I think about Jeff's smile, and the hug he gave me on his last day in the ICU that made it all worth it. I can't help feeling humbled and unworthy of his gratitude. After all, I was the person on his team with the least experience, the least knowledge, the least skill. It didn't make sense that he would want me in his surgery when he was already surrounded by more competent, more experienced physicians.

Several weeks after I had already left the internal medicine service, I began to understand Jeff's perspective and maybe why he had asked me to stay for his surgery. I was working in pediatrics, and my resident asked me to update the new nurse on the plan, so off to the nurses' station I went. The HUC helpfully pointed out the nurse in question and when she turned around, my eyes widened in surprise. It had been 8 going on 9 years, but I was sure I recognized her face.

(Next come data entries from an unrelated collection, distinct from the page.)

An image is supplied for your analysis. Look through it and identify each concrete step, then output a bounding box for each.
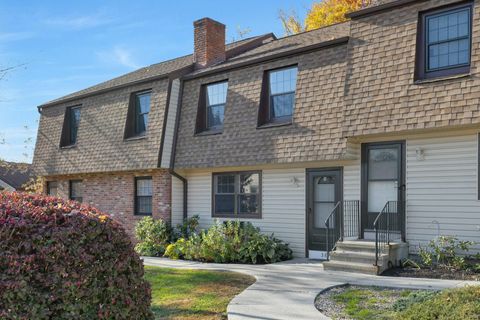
[330,250,383,265]
[336,240,375,254]
[323,260,378,275]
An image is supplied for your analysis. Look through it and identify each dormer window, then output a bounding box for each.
[417,4,472,79]
[195,81,228,133]
[258,66,298,126]
[60,106,80,147]
[125,91,151,139]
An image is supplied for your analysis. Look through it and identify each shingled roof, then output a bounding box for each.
[0,161,33,190]
[39,33,275,107]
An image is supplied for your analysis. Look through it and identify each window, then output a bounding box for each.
[417,4,472,78]
[135,177,153,216]
[124,91,151,139]
[47,181,58,197]
[259,66,298,125]
[195,80,228,133]
[60,106,80,147]
[70,180,83,202]
[212,172,261,218]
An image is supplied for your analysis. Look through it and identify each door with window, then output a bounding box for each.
[307,169,342,259]
[362,142,405,239]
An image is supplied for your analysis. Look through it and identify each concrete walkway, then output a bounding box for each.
[143,257,478,320]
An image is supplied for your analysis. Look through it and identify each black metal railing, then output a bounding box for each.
[325,200,360,259]
[373,201,405,266]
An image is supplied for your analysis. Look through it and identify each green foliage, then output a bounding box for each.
[165,221,292,264]
[135,217,172,257]
[397,286,480,320]
[419,236,475,270]
[393,291,438,312]
[0,192,153,320]
[176,215,200,238]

I introduced myself and gave the message I was supposed to. As she turned to go, I hesitated, but before I could fully make up my mind the words started spilling out of my mouth, escaping of their own accord. “I'm not sure you remember me,” I began hesitantly, “but I was actually a patient here many years ago and you were my nurse.”

Nurse Anne turned to look at me closer, her bright blue eyes—now with a few more crinkles around the edges but with the same ageless kindness—both surprised and inquisitive. She asked me a few questions about my hospital stay and slowly I could see the recognition begin to dawn. “You're a med student here now?” she asked. “And you're doing well?” I assured her that I was, and we exchanged a few more pleasantries before we both had to head about our days.

For her, I was just another patient. One single drop in the bucket of the thousands of lives she has touched as a pediatric nurse. But for me, she was so much more than that. She was the one kind face in a sea of suffering, the one sympathetic smile on my worst day during the weeks I was in the hospital. She will never know how much she meant to me, and how her kindness in addition to her medical care helped me through one of the more difficult periods in my life.

Looking back on it, I hope that I was able to pass on a little bit of the gift nurse Anne gave to me through my care for Jeff. I may not have been the most experienced or knowledgeable person on his team, but I was one of the few who knew how much he loved raspberries or understood the depths of his love for his wife, Amy. Even if that's all I was to Jeff—one kind, familiar face in his personal sea of suffering—I am proud because I know from firsthand experience that I played an invaluable role in his care.

Catching a glimpse of my own reflection as a future provider, through the eyes of my younger self as a pediatric patient, reminds me of why I went into medicine in the first place. As physicians, we have the unique privilege of caring for our patients medically, while also supporting them as people and even friends.

With every life we touch, we have the potential to make someone's suffering a little better, to make their burden a little lighter. And, although one small act of kindness may seem insignificant to us throughout the course of a hectic day, it may mean more to our patients and their families than we will ever know.